Os agentes comuns de doenças que afetam as abelhas adultas incluem fungos, bactérias, protozoários, viroses, parasitas, e venenos. Os sintomas visíveis exibidos por abelhas adultas afetadas são muito semelhantes, qualquer que seja a causa, o que torna difícil para o apicultor, em muitos casos, determinar as causas dos problemas, sem identificação microscópica de microrganismos ou análise química dos venenos. Desde 2006 perdas de colônias pela síndrome de colapso das colônias aumentou em todo o mundo, embora as causas da síndrome são, até agora, desconhecidas. Nos EUA, os apicultores comerciais tem aumentado o número de colmeias para compensar as maiores taxas de perdas.
Doenças virais
Síndrome 1 Tremores anormais das asas e do corpo ocorrem. As abelhas não podem voar, e muitas vezes rastejar no chão e até hastes da planta. Em alguns casos, as abelhas rastejantes podem ser encontradas em grandes números (1000 +). As abelhas se juntam no topo do cacho ou nas barras superiores da colmeia. Eles podem ter abdômen inchado devido à distensão do saco de mel. As asas estão parcialmente espalhadas ou deslocadas. Síndrome 2 As abelhas afetadas são capazes de voar, mas são quase sem pelos. Eles aparecem escuros ou pretos e parecem menores. Têm um abdômen relativamente largo. Eles são muitas vezes mordiscados por abelhas mais velhas na colônia e isso pode ser a causa da falta de pelos. Eles são impedidos na entrada para a colmeia pelas abelhas guardas. Poucos dias após a infecção, começa a tremer. Eles então ficam sem voo e logo morrem. Em 2008, o vírus da paralisia crônica das abelhas foi relatado pela primeira vez em Formica rufa e outra espécie de formiga, Camponotus vagus.

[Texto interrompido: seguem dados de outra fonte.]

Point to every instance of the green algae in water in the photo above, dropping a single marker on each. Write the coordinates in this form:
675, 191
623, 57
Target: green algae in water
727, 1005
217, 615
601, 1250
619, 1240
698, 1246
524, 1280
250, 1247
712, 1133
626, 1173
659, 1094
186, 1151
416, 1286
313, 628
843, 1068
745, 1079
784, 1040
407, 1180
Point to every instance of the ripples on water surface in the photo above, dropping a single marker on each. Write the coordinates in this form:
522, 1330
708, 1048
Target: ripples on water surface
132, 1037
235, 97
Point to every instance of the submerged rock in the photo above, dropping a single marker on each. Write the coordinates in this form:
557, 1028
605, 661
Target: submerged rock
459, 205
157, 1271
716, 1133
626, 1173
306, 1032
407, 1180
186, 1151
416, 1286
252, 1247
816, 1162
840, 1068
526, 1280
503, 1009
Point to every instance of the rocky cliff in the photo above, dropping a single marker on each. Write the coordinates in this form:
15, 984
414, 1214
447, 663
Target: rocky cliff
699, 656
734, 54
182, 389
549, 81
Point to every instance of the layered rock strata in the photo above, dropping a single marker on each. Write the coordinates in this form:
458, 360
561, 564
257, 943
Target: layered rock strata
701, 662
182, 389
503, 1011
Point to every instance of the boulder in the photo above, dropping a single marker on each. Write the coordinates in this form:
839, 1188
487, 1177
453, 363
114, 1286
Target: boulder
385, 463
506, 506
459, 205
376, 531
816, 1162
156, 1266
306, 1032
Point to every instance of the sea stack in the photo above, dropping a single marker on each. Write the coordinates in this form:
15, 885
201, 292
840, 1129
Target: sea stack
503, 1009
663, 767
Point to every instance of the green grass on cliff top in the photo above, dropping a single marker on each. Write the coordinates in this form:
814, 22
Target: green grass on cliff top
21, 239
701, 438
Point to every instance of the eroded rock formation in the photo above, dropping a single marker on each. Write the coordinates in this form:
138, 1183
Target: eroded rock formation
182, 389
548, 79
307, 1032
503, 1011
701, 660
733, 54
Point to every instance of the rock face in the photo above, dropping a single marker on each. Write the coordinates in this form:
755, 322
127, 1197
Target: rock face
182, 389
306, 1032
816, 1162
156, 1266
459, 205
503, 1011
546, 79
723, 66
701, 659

Nos últimos anos várias normas foram publicadas no Brasil pela ABNT(Associação Brasileira de Normas Técnicas) com o objetivo de padronização, de aumentar a produtividade e a qualidade da apicultura e seus produtos. Segue a lista das normas publicadas (em Junho/2016):
Normas relativas a criação de abelhas
Esta Norma apresenta os princípios e especifica os requisitos básicos para planejar e implementar um sistema de rastreabilidade para a produção de mel no campo, beneficiamento na unidade de extração e processamento no entreposto. Pode ser aplicada por organizações que atuem em qualquer etapa da cadeia produtiva apícola para a produção de mel. Esta Norma especifica os requisitos para instalação e manejo do apiário, coleta e transporte dos favos e extração do mel. Esta Norma especifica os requisitos para fabricação de colmeia do tipo Langstroth. Esta Norma especifica os requisitos para instalação do apiário, manejo das colmeias, coleta, acondicionamento, transporte e armazenamento da própolis.
Normas relativas a avaliação de qualidade do mel
Esta norma estabelece critérios para rastreabilidade de origem do mel. Esta parte da ABNT NBR 15714 especifica o preparo de amostra para as determinações físico-químicas em mel. Esta parte da ABNT NBR 15714 especifica o método refratométrico para determinação do conteúdo de umidade em mel. Esta parte da ABNT NBR 15714 especifica um método para determinação do teor de cinzas em mel. Esta Parte da ABNT NBR 15714 especifica um método para determinação do valor da condutividade elétrica do mel. Esta parte da ABNT NBR 15714 especifica um método gravimétrico para determinação de sólidos insolúveis no mel. Esta parte da ABNT NBR 15714 especifica um método para determinação do pH e acidez livre, acidez lactônica e acidez total em mel.